Vietnam, often hailed as the next China, is seeing its own version of a developer scare. Builders struggle to get loans and sell bonds after the arrest in early October of Truong My Lan, the chairman of real estate conglomerate Van Thinh Phat Holdings Group. A convertible issue from No Va Land Investment Group tumbled on media reports that the country’s second-largest publicly traded builder is restructuring its business.

While I was there on a reporting trip in August, it became clear that Vietnam, like China, was forming its own real estate bubble, and a regulatory crackdown was in the works. From people’s love of real estate, to the practice of pre-sales, to developers’ poor corporate governance, Vietnam shares too many similarities with China for Hanoi’s comfort.

This may explain why investors are turning back to Chinese developers as soon as there is concrete news about Beijing’s support. For those looking for bottom fishing, dollar bonds issued by Chinese high-yield builders have already lost two-thirds of their value this year. Meanwhile, the rest of the emerging markets are not looking prettier.

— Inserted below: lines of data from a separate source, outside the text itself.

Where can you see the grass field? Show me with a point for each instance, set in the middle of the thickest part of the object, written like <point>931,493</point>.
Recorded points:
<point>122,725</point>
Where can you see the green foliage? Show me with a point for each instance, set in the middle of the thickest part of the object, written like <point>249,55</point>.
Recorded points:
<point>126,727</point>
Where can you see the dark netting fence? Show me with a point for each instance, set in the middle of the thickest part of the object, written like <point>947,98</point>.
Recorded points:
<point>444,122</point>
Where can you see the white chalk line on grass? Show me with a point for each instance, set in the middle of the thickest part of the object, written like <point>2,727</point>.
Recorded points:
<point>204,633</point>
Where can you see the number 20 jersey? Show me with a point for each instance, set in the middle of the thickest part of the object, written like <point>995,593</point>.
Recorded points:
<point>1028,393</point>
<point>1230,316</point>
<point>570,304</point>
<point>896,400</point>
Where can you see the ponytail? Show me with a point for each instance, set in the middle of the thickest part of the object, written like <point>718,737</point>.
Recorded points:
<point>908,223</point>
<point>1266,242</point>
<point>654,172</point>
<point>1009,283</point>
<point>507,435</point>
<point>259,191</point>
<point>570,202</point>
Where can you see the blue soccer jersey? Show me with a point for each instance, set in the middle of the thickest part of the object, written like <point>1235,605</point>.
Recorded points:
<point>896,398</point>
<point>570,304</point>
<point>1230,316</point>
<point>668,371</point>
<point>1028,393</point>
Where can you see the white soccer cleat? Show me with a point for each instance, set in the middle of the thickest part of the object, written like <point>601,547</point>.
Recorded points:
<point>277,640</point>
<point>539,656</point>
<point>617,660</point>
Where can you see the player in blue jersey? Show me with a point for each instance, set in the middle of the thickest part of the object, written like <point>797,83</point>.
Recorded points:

For years, global investors knew that China Evergrande Group swam naked. What they didn’t know, and are beginning to discover, is that many other developing countries are as daring swimmers as the Chinese builders.

More from Bloomberg Opinion:

• China’s Real Estate Development Demons Stalking Vietnam: Shuli Ren

• Seoul tragedy to put a very unpopular leader to the test: Geroid Reidy

• Vietnam is growing by 7%. It could be much better: Shuli Ren

This column does not necessarily reflect the views of the editors or Bloomberg LP and its owners.

Shuli Ren is a Bloomberg Opinion columnist on Asian markets. She was a former investment banker and was a market reporter for Barron’s. She is a CFA charter holder.